Google Research has introduced a novel paradigm known as nested learning, designed to address the persistent challenge of catastrophic forgetting in large language models (LLMs) and facilitate continuous learning. In their paper presented at NeurIPS 2025, the researchers elucidate a critical limitation of current LLMs: their inability to form new long-term memories post-training. Typically, these models can only retain information available within their context window or revert to knowledge acquired during pretraining. This limitation is akin to managing amnesia with an expanded notepad—while it may provide temporary relief, it does not tackle the underlying issue.
Once pretrained, most models remain static in their knowledge acquisition; they can execute tasks they were trained on but fail to acquire new skills beyond their pre-established context. This leads to catastrophic forgetting, where the introduction of new data further compromises the model’s performance. Each new update exacerbates this issue, limiting the model’s ability to adapt.
Technical Approach
Nested learning draws inspiration from neuroscience, particularly the brain’s mechanisms for memory processing. The human brain operates with varying speeds: rapid circuits address immediate tasks, while slower circuits consolidate significant patterns into long-term storage. The dynamic interplay of these systems showcases the brain’s capacity for neuroplasticity, allowing it to reconfigure itself and retain critical information over time. In contrast, LLMs are shackled to a static representation of knowledge, confined to either their context window or the static pretraining phase.
In nested learning, every component of an AI model—including the optimizer and the training algorithm—is conceptualized as a form of memory. The backpropagation mechanism links data to errors, while the state of the optimizer, such as momentum, serves as a memory construct. The Continuum Memory System (CMS) categorizes memory into modules that update at different frequencies, endowing the model with a temporal depth that mirrors the brain’s memory architecture.
This innovative framework allows the model to assimilate new information without overwriting existing knowledge. The learning process is decomposed into layers, each equipped with its own gradient flow and objectives. For instance, the model may be structured into three distinct layers, each contributing to the overall functionality while maintaining localized memory for step-by-step parameter updates.
Benchmark Performance and Evaluation
Central to this research is the implementation of the HOPE architecture, which operationalizes nested learning principles. HOPE integrates long-term memory modules termed Titans, which store information based on its novelty to the model. This architecture stratifies various types of memory and utilizes CMS blocks to facilitate larger context windows. In practice, fast layers handle real-time inputs, while slower layers distill essential information for long-term retention, enabling the model to adaptively modify its update protocols as it learns.
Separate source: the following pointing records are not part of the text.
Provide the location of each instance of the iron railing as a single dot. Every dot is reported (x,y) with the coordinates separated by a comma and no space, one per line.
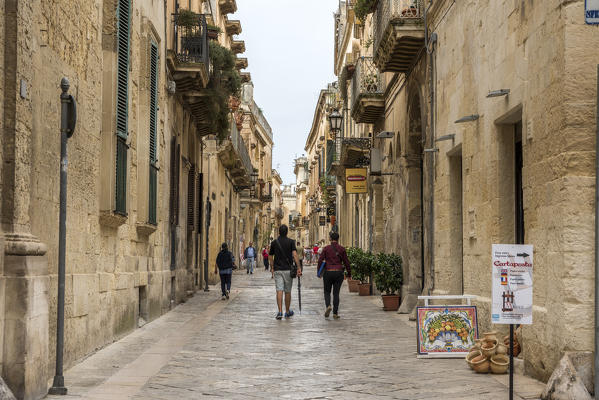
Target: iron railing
(240,147)
(394,11)
(261,118)
(337,152)
(191,41)
(367,80)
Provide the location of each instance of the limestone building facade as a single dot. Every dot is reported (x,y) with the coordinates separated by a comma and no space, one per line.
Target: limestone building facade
(144,163)
(478,123)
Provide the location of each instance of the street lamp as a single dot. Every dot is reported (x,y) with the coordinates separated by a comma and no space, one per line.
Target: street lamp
(335,119)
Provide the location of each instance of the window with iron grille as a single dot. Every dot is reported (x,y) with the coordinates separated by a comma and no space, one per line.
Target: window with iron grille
(153,187)
(174,182)
(122,100)
(191,180)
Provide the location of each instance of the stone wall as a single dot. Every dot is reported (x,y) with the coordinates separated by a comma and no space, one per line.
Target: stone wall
(115,274)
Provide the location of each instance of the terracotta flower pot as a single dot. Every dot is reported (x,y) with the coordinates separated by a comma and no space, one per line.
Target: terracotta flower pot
(364,289)
(499,363)
(501,349)
(480,364)
(390,302)
(489,348)
(490,336)
(471,356)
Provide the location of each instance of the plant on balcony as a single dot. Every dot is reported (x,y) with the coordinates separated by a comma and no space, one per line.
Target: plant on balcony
(363,8)
(224,83)
(213,31)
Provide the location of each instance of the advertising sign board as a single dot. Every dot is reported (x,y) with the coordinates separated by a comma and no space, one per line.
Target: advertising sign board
(355,180)
(591,12)
(512,266)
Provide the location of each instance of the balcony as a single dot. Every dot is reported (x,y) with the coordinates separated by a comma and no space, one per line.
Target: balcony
(265,192)
(238,46)
(241,63)
(367,97)
(235,157)
(227,6)
(233,27)
(398,34)
(188,57)
(246,77)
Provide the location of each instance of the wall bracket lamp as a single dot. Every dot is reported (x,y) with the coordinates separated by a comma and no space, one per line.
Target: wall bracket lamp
(451,136)
(498,93)
(468,118)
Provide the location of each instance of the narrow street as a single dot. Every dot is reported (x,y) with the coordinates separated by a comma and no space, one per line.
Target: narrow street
(236,350)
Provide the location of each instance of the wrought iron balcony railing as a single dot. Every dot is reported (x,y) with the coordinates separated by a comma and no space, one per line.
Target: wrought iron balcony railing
(367,101)
(240,147)
(191,41)
(407,15)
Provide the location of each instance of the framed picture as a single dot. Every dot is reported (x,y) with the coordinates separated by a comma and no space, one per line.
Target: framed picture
(446,331)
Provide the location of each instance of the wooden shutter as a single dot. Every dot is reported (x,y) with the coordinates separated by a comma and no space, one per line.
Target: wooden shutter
(191,179)
(200,202)
(153,134)
(174,194)
(123,31)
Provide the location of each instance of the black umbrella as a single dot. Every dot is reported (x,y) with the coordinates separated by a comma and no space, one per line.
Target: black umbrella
(299,292)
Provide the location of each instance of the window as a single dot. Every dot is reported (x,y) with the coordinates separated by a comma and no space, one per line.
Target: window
(123,33)
(153,187)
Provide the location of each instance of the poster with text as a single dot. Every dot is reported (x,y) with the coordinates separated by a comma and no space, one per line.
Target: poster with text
(512,266)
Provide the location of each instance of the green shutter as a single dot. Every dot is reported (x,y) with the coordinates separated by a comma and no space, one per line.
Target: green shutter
(122,97)
(121,176)
(153,141)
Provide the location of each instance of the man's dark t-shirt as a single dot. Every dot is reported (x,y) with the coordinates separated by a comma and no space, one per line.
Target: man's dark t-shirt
(283,254)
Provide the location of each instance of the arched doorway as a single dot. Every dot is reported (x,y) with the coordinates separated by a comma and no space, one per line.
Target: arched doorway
(414,210)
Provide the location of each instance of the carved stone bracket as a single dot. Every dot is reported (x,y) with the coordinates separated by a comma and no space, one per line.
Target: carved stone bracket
(23,244)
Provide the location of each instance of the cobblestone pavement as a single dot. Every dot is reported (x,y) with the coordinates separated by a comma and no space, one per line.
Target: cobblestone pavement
(235,349)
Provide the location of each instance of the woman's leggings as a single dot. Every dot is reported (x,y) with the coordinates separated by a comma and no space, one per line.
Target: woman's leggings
(334,280)
(225,283)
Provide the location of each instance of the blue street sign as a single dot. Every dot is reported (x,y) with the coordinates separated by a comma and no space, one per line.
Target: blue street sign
(591,12)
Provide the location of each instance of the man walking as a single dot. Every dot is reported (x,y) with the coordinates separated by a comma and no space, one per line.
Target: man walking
(283,254)
(250,255)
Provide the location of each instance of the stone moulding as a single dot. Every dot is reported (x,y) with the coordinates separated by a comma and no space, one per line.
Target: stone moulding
(23,244)
(111,219)
(145,228)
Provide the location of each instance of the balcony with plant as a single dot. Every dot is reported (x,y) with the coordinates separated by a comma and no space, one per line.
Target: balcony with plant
(367,97)
(398,34)
(188,55)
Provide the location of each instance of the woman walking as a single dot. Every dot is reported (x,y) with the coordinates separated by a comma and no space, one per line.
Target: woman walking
(265,258)
(335,257)
(225,264)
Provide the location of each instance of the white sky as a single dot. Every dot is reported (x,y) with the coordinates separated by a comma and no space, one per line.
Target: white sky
(289,46)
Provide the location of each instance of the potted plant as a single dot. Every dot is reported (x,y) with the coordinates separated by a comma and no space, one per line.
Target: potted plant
(388,277)
(213,31)
(361,269)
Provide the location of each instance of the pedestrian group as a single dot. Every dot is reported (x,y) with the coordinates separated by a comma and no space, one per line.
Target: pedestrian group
(286,262)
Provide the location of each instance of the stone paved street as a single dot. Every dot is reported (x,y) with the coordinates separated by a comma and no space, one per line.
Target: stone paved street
(236,350)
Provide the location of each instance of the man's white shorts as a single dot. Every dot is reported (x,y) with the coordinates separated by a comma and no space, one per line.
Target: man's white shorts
(283,281)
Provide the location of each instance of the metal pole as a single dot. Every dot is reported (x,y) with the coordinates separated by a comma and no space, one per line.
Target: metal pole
(596,377)
(65,99)
(208,215)
(511,361)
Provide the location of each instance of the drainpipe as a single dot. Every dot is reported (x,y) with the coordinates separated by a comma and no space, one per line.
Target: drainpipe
(596,377)
(431,233)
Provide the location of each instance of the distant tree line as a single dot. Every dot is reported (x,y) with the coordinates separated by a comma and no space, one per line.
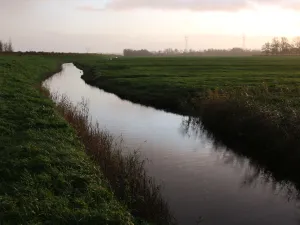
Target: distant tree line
(191,52)
(6,46)
(282,46)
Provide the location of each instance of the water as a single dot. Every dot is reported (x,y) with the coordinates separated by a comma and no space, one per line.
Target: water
(200,178)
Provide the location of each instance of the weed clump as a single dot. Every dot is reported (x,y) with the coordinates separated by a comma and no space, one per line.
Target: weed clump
(125,173)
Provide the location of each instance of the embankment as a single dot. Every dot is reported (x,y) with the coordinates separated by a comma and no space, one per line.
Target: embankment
(46,177)
(264,130)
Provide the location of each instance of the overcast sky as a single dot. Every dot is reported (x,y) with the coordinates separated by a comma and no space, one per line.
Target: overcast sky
(112,25)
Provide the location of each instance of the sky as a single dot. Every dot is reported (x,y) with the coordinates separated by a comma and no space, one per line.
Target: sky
(112,25)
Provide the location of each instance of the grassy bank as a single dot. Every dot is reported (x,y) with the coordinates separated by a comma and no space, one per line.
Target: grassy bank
(250,103)
(125,172)
(46,177)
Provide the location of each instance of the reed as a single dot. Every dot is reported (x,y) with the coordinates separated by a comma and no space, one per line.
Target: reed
(125,172)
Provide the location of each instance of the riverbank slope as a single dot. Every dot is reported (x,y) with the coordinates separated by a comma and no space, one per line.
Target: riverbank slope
(45,175)
(249,103)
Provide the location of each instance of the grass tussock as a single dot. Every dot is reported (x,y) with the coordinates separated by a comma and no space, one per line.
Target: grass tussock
(125,173)
(257,124)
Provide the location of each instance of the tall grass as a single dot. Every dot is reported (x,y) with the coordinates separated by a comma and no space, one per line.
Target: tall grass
(125,173)
(257,123)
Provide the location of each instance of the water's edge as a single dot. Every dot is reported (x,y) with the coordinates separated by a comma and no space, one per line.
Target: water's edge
(200,173)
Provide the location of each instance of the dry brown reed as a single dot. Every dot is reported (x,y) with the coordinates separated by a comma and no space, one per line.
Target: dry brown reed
(126,173)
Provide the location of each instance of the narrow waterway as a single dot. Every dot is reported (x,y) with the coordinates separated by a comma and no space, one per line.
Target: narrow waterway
(199,178)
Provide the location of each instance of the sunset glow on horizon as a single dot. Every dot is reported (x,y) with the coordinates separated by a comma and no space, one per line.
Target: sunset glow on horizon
(112,25)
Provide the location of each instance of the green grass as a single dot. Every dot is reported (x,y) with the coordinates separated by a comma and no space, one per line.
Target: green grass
(46,178)
(252,104)
(166,82)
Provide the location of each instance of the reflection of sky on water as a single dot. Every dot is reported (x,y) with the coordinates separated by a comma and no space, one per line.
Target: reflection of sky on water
(200,178)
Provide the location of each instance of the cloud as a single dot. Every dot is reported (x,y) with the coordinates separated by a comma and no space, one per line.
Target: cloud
(89,8)
(197,5)
(194,5)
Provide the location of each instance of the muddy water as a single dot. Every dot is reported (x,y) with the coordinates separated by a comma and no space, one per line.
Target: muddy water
(200,178)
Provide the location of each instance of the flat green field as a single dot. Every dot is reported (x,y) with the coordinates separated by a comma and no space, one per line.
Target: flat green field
(166,82)
(249,103)
(46,178)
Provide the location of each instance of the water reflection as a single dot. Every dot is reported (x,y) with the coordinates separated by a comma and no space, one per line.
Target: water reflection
(254,174)
(201,177)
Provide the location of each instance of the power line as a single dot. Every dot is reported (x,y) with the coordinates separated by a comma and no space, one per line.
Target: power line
(244,41)
(186,43)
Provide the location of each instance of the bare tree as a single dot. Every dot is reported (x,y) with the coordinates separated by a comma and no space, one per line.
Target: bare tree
(297,44)
(275,46)
(9,46)
(284,47)
(267,48)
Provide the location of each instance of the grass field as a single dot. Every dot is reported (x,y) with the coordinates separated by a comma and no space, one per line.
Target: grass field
(166,82)
(249,103)
(46,178)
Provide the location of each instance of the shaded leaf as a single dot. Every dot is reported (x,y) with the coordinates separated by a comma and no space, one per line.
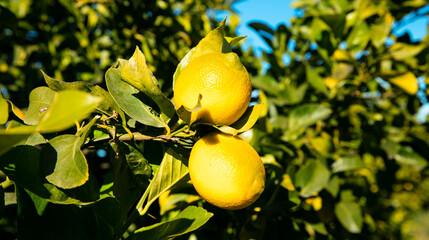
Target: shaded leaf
(401,51)
(350,216)
(186,221)
(306,115)
(347,164)
(245,122)
(172,169)
(312,178)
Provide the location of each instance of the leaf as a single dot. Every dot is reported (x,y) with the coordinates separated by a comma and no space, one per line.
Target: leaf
(65,163)
(186,221)
(106,106)
(408,82)
(4,111)
(183,63)
(173,168)
(266,83)
(212,42)
(306,115)
(7,141)
(407,156)
(347,164)
(68,107)
(358,37)
(22,165)
(315,80)
(136,72)
(400,51)
(312,178)
(125,96)
(350,216)
(245,122)
(234,40)
(40,99)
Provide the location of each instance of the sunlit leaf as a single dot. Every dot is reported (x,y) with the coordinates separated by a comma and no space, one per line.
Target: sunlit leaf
(408,82)
(350,216)
(186,221)
(172,169)
(347,164)
(136,72)
(125,96)
(4,111)
(66,166)
(40,99)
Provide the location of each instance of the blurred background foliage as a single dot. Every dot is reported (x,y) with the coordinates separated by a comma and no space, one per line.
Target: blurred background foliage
(344,154)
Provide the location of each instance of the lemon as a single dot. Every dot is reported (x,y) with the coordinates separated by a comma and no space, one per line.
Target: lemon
(226,171)
(223,83)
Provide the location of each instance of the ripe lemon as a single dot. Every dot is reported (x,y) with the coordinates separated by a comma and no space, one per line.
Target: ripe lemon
(226,171)
(223,83)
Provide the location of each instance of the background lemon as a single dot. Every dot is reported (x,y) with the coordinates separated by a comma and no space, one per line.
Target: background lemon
(226,171)
(223,83)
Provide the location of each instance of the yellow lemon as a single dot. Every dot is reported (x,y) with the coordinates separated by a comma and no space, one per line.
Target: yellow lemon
(224,86)
(226,171)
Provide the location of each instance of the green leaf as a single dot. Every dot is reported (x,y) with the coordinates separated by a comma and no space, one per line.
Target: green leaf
(106,106)
(315,80)
(408,82)
(136,72)
(267,83)
(66,166)
(359,37)
(172,169)
(212,42)
(306,115)
(245,122)
(22,165)
(407,156)
(312,178)
(186,221)
(347,164)
(401,51)
(125,96)
(183,63)
(350,216)
(67,107)
(4,110)
(40,100)
(7,141)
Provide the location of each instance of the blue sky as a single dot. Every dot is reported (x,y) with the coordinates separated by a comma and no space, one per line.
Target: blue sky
(276,12)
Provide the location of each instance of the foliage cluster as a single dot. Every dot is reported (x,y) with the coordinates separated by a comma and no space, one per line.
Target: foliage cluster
(344,155)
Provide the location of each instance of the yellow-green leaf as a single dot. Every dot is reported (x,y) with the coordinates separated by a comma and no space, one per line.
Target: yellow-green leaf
(136,72)
(408,82)
(245,122)
(4,111)
(68,107)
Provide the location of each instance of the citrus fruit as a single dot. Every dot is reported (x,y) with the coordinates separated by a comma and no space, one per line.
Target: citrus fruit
(224,86)
(226,171)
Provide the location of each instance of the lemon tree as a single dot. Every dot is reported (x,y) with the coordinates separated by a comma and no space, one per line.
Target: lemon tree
(226,171)
(114,141)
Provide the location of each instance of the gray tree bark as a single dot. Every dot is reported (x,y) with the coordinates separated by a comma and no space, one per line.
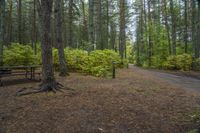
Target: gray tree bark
(2,26)
(59,40)
(45,11)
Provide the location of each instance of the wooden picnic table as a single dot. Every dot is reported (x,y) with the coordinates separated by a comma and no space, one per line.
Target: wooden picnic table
(6,71)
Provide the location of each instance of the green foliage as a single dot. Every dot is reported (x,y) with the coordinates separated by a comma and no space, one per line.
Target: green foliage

This approach significantly deviates from traditional “pretrain and freeze” models.
The team rigorously evaluated HOPE on tasks encompassing language modeling and reasoning, employing models with 1.3 billion parameters trained on a dataset comprising 100 billion tokens. The results indicated that HOPE not only surpassed Transformer++, but also outperformed contemporary architectures such as RetNet and DeltaNet in various performance metrics. The evaluation demonstrated that HOPE achieved the lowest loss and highest benchmark scores, although the margins were modest.
Moreover, HOPE excelled in long-context scenarios and specific retrieval tasks, necessitating the model to sift through expansive text corpora to identify particular items. The tests spanned parameter counts from 340 million to 1.3 billion, and HOPE displayed consistent performance gains. Notably, the authors assert that HOPE can outperform both conventional transformers and modern recurrent networks, with independently reproducible results available on GitHub.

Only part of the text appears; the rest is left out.